July is brand new but it’s hard for me to let go of June in Carolina. It’s the month I wait for all year… roses, lightning bugs, tomatoes, yellow sun, swimming, painting all day.
The other night I woke up and opened the window. The night sounds that burst into the room made me stop mid-motion, holding onto the window frame, my mouth open in sleepy enchantment. There was, surrounding my house, a web of sound, an intricate woven form with nubs, holes and rhythms.
To capture the best of the Carolina June day I’ve been getting up at six and going straight to the garden where I’m learning, for the first time, to grow things. The garden is around what we call “the ruin”. The ruin is a couple of standing walls from a mostly destroyed building my grandmother called the Jar Room. I presume that she stored her preserves in it. Perhaps the day’s milking was also kept there, since it had a concrete floor. When I was little it was a handsome building, made of creek sand, mortar, and local rocks combined into a kind of peach-colored stucco. It had a hip roof of standing seam tin, and handmade doors.

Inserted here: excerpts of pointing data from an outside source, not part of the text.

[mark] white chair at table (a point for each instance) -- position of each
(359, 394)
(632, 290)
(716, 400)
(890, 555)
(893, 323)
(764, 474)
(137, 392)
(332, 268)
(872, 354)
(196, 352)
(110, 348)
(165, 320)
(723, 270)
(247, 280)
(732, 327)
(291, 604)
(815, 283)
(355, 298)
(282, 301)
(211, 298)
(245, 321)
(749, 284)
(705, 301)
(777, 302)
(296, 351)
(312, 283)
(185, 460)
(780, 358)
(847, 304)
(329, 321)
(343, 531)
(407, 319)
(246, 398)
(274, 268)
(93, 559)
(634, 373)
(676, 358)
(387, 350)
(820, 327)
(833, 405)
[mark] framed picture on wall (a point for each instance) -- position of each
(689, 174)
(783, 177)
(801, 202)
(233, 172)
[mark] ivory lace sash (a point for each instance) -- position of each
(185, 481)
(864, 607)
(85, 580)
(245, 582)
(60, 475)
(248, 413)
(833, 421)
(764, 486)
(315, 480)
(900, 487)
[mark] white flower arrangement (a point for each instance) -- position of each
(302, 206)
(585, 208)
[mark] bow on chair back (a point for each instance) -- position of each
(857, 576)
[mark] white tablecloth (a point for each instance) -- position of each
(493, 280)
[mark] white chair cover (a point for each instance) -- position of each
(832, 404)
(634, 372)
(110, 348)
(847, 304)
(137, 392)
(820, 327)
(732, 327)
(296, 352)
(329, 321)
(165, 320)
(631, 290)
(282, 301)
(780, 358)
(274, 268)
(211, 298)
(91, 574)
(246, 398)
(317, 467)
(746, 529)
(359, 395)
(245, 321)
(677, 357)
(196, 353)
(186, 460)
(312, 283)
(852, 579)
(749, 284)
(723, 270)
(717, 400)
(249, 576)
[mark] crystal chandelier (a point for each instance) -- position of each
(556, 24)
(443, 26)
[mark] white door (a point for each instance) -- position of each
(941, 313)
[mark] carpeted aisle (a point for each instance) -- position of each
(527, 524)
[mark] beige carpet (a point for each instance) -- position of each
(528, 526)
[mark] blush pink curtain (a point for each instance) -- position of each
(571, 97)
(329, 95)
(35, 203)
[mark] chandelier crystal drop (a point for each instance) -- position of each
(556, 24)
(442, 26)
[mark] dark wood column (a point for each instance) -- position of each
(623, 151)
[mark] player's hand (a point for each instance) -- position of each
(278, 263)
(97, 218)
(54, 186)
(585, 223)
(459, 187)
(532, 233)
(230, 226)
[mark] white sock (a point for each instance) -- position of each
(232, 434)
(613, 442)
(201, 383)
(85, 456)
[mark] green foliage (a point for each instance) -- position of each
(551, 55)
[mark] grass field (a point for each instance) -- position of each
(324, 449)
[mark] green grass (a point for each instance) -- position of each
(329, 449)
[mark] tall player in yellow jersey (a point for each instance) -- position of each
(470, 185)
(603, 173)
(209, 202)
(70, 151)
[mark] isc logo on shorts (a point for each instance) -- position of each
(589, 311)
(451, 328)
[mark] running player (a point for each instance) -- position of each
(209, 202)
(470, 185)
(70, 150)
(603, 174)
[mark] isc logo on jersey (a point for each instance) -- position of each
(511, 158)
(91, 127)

I am creating a kind of patio area, enclosed by the remaining walls. It’s been a lot of fun, learning a little masonry in order to patch the crumbling places. From my grandmother’s old cast iron wash pot we made a pool, and water splashes into it from an old discarded spout removed from the general store’s kerosene pump. The ruin is becoming a space that is quirky and imaginative.
In the cool morning I water the rose bushes my son David planted for me, and work on building a low rock wall to surround my kitchen garden. Perhaps the best part about this experiment is the chance it creates for me to enjoy my mother’s gardening wisdom. She is, I’m finding, an encyclopedia of knowledge about plants and gardens. We have a new subject to discuss. And, for once, I’m taking all her advice.
In the studio I’m working on a lavishly composed and wildly colorful painting of flowers that grow in Kim’s breathtaking flower bed. My sister-in-law grows about a quarter acre of flowers in deep beds of great soil. I’m painting a lily that is 5 feet tall with many blossoms on it, each larger than a man’s hand. I reverted from oil back to acrylic paint for this piece because I wanted its sharp edges and the variety of colors I have access to. I knew this painting called for the quinacridone reds, magentas and burnt oranges that are in my acrylic palette. There were a few awkward moments as I began the painting when I tried to remember the difference in media and shift my mode of handling. But the years of acrylic practice came back to me quickly.
In the early hours of the day I can work in the studio with just the ceiling fan on and the door and windows open. To conserve energy I’m trying to use air conditioning as little as possible. I’ve even taken to hanging my wash on the line. All this was inspired by a program I saw on PBS about energy. They showed a huge pile of coal sitting on a house lawn and said that was how much coal had to be burned to generate enough electricity to run a light bulb for a couple of hours. I was shocked to think of energy in those terms, and the polluting outcome of even a little bit of wastefulness. I recommitted to turning things off, to being responsible for less wasted energy and more protective of my earthly home. And to my June sense memories I get to add the clean tree smell of my line-dried clothes.